This principle being kept in view, how can we be justly accused of slighting God's majesty by invoking the intercession of His handmaid?
If a beggar asks and receives alms from me through my servant, should I be offended at the blessings which he invokes upon her? Far from it. I accept them as intended for myself, because she bestowed what was mine, and with my consent.
Our Lord says to His Apostles: “I dispose to you a kingdom, that you may eat and drink at My table in My kingdom and may sit upon thrones, judging the twelve tribes of Israel.”[268] And St. Paul says: “Know you not that we shall judge angels, how much more things of this world?”[269] If the Apostles may sit at the table of the Lord in heaven without prejudice to His majesty, surely Our Lady can stand as an advocate before Him without infringing on His rights. If they can exercise the dread prerogative of judges of angels and of men without trespassing on the Divine judgeship of Jesus, surely Mary can fulfill the more modest function of intercessor with her Son without intruding on His supreme mediatorship, for higher is the office of judge than that of advocate. And yet, while no one is ever startled at the power given to the Apostles, many are impatient of the lesser privilege claimed for Mary.

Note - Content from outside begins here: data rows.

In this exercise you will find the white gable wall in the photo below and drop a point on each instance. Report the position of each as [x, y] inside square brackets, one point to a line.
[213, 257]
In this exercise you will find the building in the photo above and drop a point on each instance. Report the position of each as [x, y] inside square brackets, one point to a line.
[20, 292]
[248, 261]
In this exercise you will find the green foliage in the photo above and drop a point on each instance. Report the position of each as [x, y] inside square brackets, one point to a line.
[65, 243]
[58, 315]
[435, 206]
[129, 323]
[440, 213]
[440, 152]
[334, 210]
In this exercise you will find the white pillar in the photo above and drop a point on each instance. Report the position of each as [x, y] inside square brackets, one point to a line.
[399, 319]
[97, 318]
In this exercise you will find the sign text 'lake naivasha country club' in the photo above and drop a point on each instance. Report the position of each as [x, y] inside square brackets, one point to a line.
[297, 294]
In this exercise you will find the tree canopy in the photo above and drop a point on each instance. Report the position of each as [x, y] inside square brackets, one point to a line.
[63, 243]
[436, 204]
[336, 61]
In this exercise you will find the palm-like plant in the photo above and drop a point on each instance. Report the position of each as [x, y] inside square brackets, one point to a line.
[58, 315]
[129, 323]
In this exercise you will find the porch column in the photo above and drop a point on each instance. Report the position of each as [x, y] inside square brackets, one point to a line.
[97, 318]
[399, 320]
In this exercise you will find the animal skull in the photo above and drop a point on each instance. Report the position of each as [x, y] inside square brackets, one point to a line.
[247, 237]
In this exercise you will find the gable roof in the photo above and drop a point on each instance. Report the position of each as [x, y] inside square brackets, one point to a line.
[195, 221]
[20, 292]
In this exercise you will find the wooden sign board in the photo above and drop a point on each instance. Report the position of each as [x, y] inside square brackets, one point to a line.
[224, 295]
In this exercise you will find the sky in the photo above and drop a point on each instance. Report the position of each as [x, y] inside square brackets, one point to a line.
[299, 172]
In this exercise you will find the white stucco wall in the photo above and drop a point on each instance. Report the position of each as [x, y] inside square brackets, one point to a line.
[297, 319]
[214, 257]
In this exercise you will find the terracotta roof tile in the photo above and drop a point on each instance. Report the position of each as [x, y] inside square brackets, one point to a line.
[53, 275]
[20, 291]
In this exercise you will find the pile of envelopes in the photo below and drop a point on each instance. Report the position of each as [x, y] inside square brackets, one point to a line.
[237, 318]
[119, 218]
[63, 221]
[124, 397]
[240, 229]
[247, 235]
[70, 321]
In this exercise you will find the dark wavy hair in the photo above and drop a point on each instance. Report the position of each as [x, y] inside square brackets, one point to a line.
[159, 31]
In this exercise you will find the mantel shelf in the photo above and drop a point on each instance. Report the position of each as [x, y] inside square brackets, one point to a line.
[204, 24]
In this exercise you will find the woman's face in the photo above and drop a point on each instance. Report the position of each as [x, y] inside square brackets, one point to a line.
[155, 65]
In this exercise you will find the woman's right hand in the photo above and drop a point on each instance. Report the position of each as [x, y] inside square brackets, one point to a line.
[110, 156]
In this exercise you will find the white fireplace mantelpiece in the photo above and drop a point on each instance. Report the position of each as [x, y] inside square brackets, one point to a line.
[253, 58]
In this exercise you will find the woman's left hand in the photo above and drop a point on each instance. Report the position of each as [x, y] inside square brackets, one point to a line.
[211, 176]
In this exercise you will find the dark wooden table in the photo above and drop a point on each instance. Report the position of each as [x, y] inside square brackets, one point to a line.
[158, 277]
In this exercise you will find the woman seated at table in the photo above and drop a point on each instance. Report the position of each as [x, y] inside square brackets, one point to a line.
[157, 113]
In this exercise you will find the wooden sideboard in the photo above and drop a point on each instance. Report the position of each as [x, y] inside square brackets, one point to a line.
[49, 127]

III. Is It Lawful To Imitate Her As A Model?
But while the exalted privileges of Mary render her worthy of our veneration, while her saintly influence renders her worthy of our invocation, her personal life is constantly held up to us as a pattern worthy of our imitation. If she occupies so prominent a place in our pulpits, this prominence is less due to her prerogatives as a mother, or to her intercession as a patroness, than to her example as a Saint.
After our Lord Jesus Christ, no one has ever exercised so salutary and so dominant an influence as the Blessed Virgin on society, on the family and on the individual.
The Mother of Jesus exercises throughout the Christian commonwealth that hallowing influence which a good mother wields over the Christian family.
What temple or chapel, how rude soever it may be, is not adorned with a painting or a statue of the Madonna? What house is not embellished with an image of Mary? What Catholic child is a stranger to her familiar face?
The priest and the layman, the scholar and the illiterate, the prince and the peasant, the mother and the maid, acknowledge her benign sway.